Jakarta (Greeners) – Greenpeace Indonesia merilis hasil investigasi terkait aktivitas pertambangan batubara di Provinsi Kalimantan Timur yang merusak bentang alam dan mengganggu kualitas air tanah. Dalam laporannya, Greenpeace Indonesia mempublikasikan temuan dan hasil investigasi lapangan yang terkait dampak pertambangan batubara berskala besar yang didanai oleh perusahaan Thailand.
Bondan Andriyanu, Juru Kampanye Batubara Greenpeace Indonesia memaparkan terdapat dua lokasi investigasi di Kalimantan Timur dan satu lokasi di Kalimantan Selatan. Di Kalimantan Timur, hasil investigasi tim Greenpeace menemukan adanya daya rusak aktivitas tambang yang berdampak kepada perubahan bentang alam, dimana terjadi banyak danau buatan sebagai dampak dari aktivitas penambangan batubara.

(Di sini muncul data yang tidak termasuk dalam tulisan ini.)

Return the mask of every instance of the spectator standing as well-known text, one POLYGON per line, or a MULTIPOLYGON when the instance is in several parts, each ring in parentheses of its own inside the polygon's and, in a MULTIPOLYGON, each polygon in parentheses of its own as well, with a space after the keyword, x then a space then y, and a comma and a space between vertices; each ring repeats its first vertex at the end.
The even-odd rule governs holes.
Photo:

“Bisnis Grup Banpu di Indonesia dijalankan oleh anak perusahaannya, PT Indo Tambangraya Megah Tbk (ITM), yang terdaftar di Bursa Efek Indonesia. ITM mengontrol sejumlah perusahaan di bumi Kalimantan. Pada tahun 2014, ITM memproduksi 29,1 juta ton batubara untuk dijual secara lokal di Indonesia maupun diekspor ke negara-negara lain, khususnya Thailand,” katanya kepada Greeners, Jakarta, Rabu (30/03).
Konsesi grup Banpu di Kalimantan Timur hingga saat ini telah mengubah bentang alam, dari hutan dan lahan pangan menjadi danau-danau bekas tambang yang terbengkalai dan tanah gersang dimana masyarakat mengeluhkan kelangkaan air. Sementara itu pada konsesi di Kalimantan Selatan, selain menghancurkan bentang alam, tambang batubara Banpu juga meracuni air.

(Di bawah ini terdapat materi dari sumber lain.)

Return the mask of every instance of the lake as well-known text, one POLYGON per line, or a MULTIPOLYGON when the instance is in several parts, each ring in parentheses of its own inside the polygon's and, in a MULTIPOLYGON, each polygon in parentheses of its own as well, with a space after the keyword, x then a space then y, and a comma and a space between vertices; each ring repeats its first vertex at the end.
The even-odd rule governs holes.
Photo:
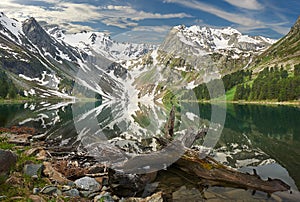
MULTIPOLYGON (((34 127, 62 147, 83 145, 95 155, 101 152, 100 146, 111 148, 115 152, 103 155, 100 160, 109 159, 118 164, 124 160, 119 155, 120 148, 134 154, 159 150, 154 137, 164 133, 169 111, 159 103, 130 106, 121 101, 1 104, 0 126, 34 127), (99 144, 95 146, 95 143, 99 144)), ((252 173, 255 168, 264 179, 282 179, 297 192, 300 187, 299 117, 300 108, 296 106, 182 103, 176 107, 175 134, 180 136, 190 128, 217 123, 220 135, 216 135, 217 140, 207 141, 208 145, 213 142, 214 148, 207 149, 211 156, 243 172, 252 173), (224 116, 212 117, 212 113, 224 113, 224 116)), ((193 147, 206 148, 205 142, 206 139, 196 140, 193 147)))

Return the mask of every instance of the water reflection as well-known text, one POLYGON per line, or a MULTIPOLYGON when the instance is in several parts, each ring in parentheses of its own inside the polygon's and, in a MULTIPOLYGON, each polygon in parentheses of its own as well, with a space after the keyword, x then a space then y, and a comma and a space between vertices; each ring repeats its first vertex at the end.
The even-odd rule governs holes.
MULTIPOLYGON (((189 126, 209 125, 212 106, 193 104, 197 109, 184 103, 177 109, 178 135, 189 126)), ((163 134, 168 113, 159 104, 140 104, 133 110, 123 102, 2 104, 0 125, 35 127, 60 146, 78 145, 83 139, 91 144, 102 138, 122 151, 147 153, 158 149, 153 137, 163 134)), ((211 153, 215 158, 238 169, 255 167, 262 176, 272 174, 300 187, 299 108, 232 104, 226 117, 211 153)), ((202 143, 197 141, 195 148, 202 143)))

Menurut Greenpeace, salah satu kasus yang terjadi disebabkan PT Indominco Mandiri, anak perusahaan PT ITM. Demi meningkatkan produksi pertambangannya, perusahaan tersebut berusaha mengalihkan aliran sungai sehingga perusahaan bisa melakukan penambangan di Sungai Santan termasuk anak Sungai Santan, yakni Sungai Kare dan Sungai Pelakan.

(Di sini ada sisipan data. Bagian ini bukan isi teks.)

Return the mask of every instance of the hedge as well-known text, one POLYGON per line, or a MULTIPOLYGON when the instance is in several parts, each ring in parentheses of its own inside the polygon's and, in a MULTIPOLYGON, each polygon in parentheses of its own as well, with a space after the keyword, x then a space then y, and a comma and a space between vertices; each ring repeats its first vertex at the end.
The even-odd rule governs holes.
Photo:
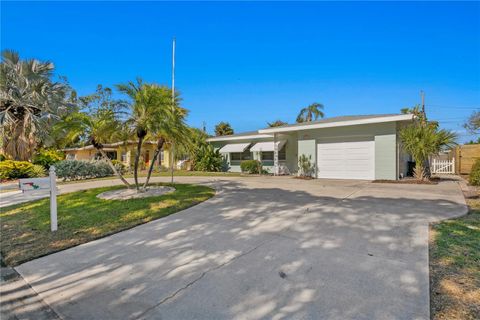
POLYGON ((57 176, 65 180, 83 180, 113 175, 113 170, 102 160, 63 160, 55 164, 57 176))

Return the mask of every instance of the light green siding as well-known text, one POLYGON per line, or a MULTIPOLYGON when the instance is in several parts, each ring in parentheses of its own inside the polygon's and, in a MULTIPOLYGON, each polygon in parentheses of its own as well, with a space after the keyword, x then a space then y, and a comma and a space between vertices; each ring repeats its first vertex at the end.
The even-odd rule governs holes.
POLYGON ((316 163, 317 143, 360 140, 375 141, 375 179, 396 179, 395 122, 298 131, 298 155, 312 155, 316 163))
MULTIPOLYGON (((398 154, 397 124, 395 122, 342 126, 323 129, 301 130, 291 133, 277 134, 278 140, 286 140, 286 160, 280 164, 286 165, 291 174, 298 171, 298 157, 302 154, 311 157, 311 162, 317 164, 317 144, 321 142, 341 141, 374 141, 375 142, 375 179, 397 179, 398 171, 405 171, 406 156, 398 154), (400 158, 400 159, 398 159, 400 158), (401 163, 398 163, 400 160, 401 163)), ((221 148, 229 143, 256 143, 273 141, 271 139, 249 139, 223 142, 212 142, 221 148)), ((252 159, 258 159, 253 153, 252 159)), ((227 156, 227 170, 240 172, 239 163, 231 163, 227 156)), ((273 161, 265 162, 264 169, 273 173, 273 161)))
POLYGON ((317 167, 317 142, 315 139, 298 140, 298 157, 306 155, 311 160, 310 162, 317 167))
POLYGON ((375 136, 375 179, 397 178, 396 134, 375 136))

“Penurunan kualitas sungai yang ditandai dengan perubahan warna air diikuti juga dengan matinya ikan-ikan yang selama ini menjadi sumber penghidupan ekonomi masyarakat setempat. Semenjak beroperasinya PT Indominco Mandiri di daerah hulu Sungai Santan, warga merasakan kualitas sungai semakin menurun yang memberi dampak langsung bagi kehidupan masyarakat lokal,” tambahnya.
Di sisi lain, Direktur Jendral Pencemaran dan Kerusakan Lingkungan Kementerian Lingkungan Hidup dan Kehutanan (KLHK) Karliansyah mengatakan bahwa PT Indominco Mandiri pernah mendapatkan peringkat Biru pada Program Penilaian Kinerja Perusahaan dalam Pengelolaan Lingkungan Hidup (Proper) tahun 2014. Namun, untuk tahun 2015, hasil Proper PT Indominco tidak diumumkan.
“Iya tidak diumumkan karena ada aduan dari masyarakat dan sedang berada di bawah kendali penegakan hukum,” jelasnya.
Hingga berita ini diturunkan, PT Indo Tambangraya Megah Tbk (ITM) sebagai induk dari PT Indominco, yang coba dihubungi oleh Greeners, masih belum memberikan konfirmasi.